Eğer aynı kesit birimi zaman içinde izleniyorsa bu tür karma verilere Panel Veri adı verilir. Panel veride “birim” ifadesi bir bireyi, hane halkını, ülkeyi, firmayı, sektörü vb. ifade etmek için kullanılmaktadır. Panel veri analizinde örneklemdeki farklı zaman noktaları için bireysel gözlemler dikkate alınır ve bu örneklemdeki her bir bireysel veri için çoklu gözlemler oluşturulması sağlanır.

Yatay kesit veri birçok birim için sadece bir dönem hakkında bilgi verirken, zaman serisi verisi sadece bir birimin dönemlere göre bilgisini vermektedir.
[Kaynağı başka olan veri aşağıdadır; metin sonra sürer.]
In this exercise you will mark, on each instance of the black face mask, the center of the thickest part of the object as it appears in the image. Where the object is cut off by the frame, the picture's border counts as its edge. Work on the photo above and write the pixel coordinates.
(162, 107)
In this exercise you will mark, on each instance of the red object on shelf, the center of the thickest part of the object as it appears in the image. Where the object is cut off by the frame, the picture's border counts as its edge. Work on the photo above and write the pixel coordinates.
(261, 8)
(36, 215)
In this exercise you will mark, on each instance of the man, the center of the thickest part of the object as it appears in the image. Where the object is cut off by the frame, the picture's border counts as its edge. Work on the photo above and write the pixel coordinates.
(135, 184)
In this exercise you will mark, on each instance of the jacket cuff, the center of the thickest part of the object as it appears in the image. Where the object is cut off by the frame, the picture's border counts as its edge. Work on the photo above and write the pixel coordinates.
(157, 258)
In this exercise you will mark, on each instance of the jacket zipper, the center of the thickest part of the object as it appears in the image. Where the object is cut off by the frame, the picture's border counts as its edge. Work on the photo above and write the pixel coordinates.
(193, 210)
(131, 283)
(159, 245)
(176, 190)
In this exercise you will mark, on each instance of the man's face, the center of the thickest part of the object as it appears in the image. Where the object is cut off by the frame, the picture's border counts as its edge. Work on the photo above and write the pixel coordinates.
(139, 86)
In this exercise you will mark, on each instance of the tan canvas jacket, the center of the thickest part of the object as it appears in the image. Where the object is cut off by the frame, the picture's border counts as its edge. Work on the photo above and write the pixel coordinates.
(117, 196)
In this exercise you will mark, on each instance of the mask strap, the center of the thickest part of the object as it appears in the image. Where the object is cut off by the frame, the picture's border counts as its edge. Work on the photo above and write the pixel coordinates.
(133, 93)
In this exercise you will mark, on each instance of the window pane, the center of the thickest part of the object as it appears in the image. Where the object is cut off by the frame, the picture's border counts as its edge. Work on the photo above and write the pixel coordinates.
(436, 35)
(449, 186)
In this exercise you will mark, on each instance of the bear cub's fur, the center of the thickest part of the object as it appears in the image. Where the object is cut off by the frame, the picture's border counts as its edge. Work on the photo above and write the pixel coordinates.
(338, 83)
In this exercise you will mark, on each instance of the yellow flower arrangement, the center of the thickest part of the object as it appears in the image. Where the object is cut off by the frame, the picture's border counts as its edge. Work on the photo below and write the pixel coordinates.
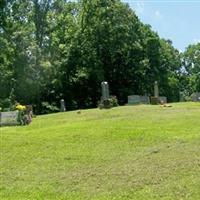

Hem dönemlere hem de birimlere göre bilgiler isteniyorsa, panel veri kullanılmalıdır. Yatay kesit verilerinin yıllar itibariyle aldıkları değerler söz konusu olduğundan panel veri analizinin temelinde tekrarlı varyans analizi ile iki yönlü ( birim ve zaman) varyans analizi modellerinin bulunduğu söylenebilir.

41 Fress, E.W., Longitudinal and Panel Data, Analysis and Applications in the Social Sciences, USAi Cambridge University Press, 2004, p.2.

Panel veriler; dengeli ve dengesiz panel olarak ikiye ayrılır. Dengeli panelde her bir birim tüm zamanlar boyunca gözlemlenmiştir. Dengesiz panelde ise bazı birimler için bazı dönemlere ait bilgiler kayıptır. Dengeli/Tamamlanmış (complate) Panel Veriler için geliştirilmiş tahmin yöntemleri ve testlerin, dengesiz/tamamlanmamış (incomplate) paneller için kullanımında bazı kısıtlamalar söz konusudur.

Dengesiz panel veri setleriyle çalışabilmek için bazı yönetemler kullanılır. Verilerdeki kayıp gözlemlerde tesadüfilik varsa dengeli panel için kullanılan metodlar dengesiz paneller için geliştirilmekte ve tahminler tutarlı olmaktadır. Kayıp gözlemi olan veriyi kaybetmektense bazı algoritmalar kullanılarak bu boşlukların doldurulması önerilebilmektedir.